The alternative, an Open Systems solution, would need to be built around a different set of assumptions how Higher Education works. For example, the starting point of such thinking, as Clayton Christiansen suggested, may be to see Higher Education as an 'User Network Solution', which frames the process of education as membership of and involvement in a community. In this view, Education is not about a defined process, with a well-defined start and end, but an ongoing engagement in a community (which may have different status and honour levels) with a commitment to explore and develop. This may conjoin various closed systems - indeed, it could be built as a network of closed systems, such as employers and universities - focused on evolving a common currency for education-to-employment transition.
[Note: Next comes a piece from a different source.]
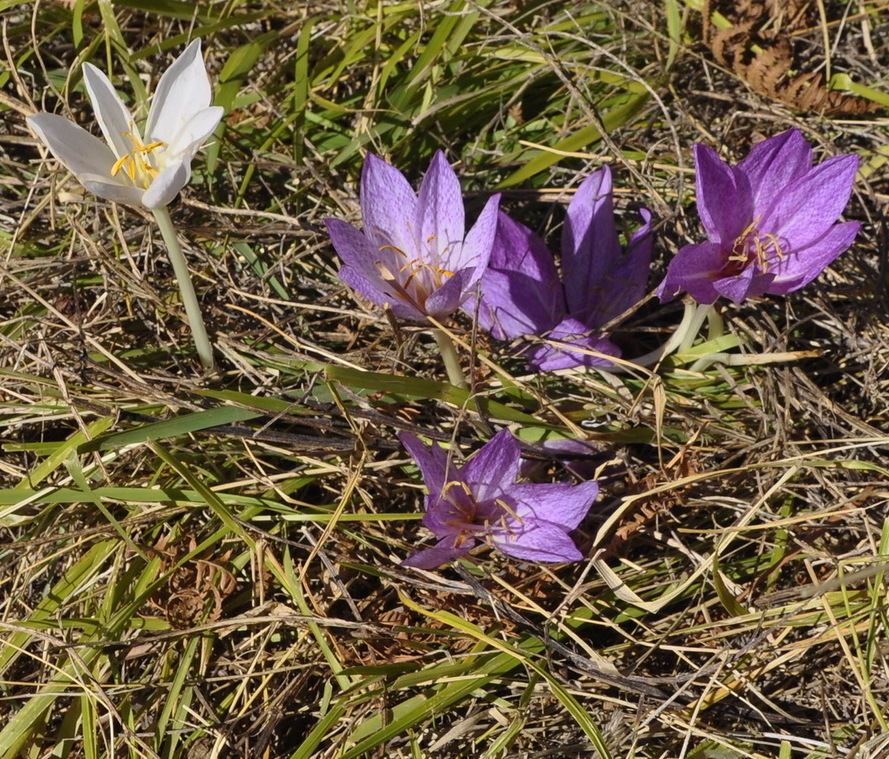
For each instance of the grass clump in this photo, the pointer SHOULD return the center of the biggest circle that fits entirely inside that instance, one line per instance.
(209, 566)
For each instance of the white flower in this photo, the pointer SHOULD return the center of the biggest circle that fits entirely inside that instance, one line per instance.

This common currency should be something more wholesome than 'soft skills' (see my post on Soft Skills) and more solid than 'Competences', and yet more practical than University Degrees which bears no meaning outside the seal of authority from the state (see my note here). It must also be more than 'Experience', as experience is context-dependent and often limited to specific circumstances and cultures. The absence of an obvious common currency is indeed why various closed systems continue to exist, hawking various proxies for abilities and attitudes. This is where, however, an Open System may have an unique solution to offer, built out of portfolio of performances, validated by 'trust protocols' (as Blockchain could be), situated in the new Internet of Value (I owe these terms to Don Tapscott). This is what I am now working on - constructing an Open System to connect the Educators and Employers, that allows the learners to build a Portfolio Self as they engage in learning and experience real life, learn from and give back to their communities and participate in a global ecosystem of emergent knowledge.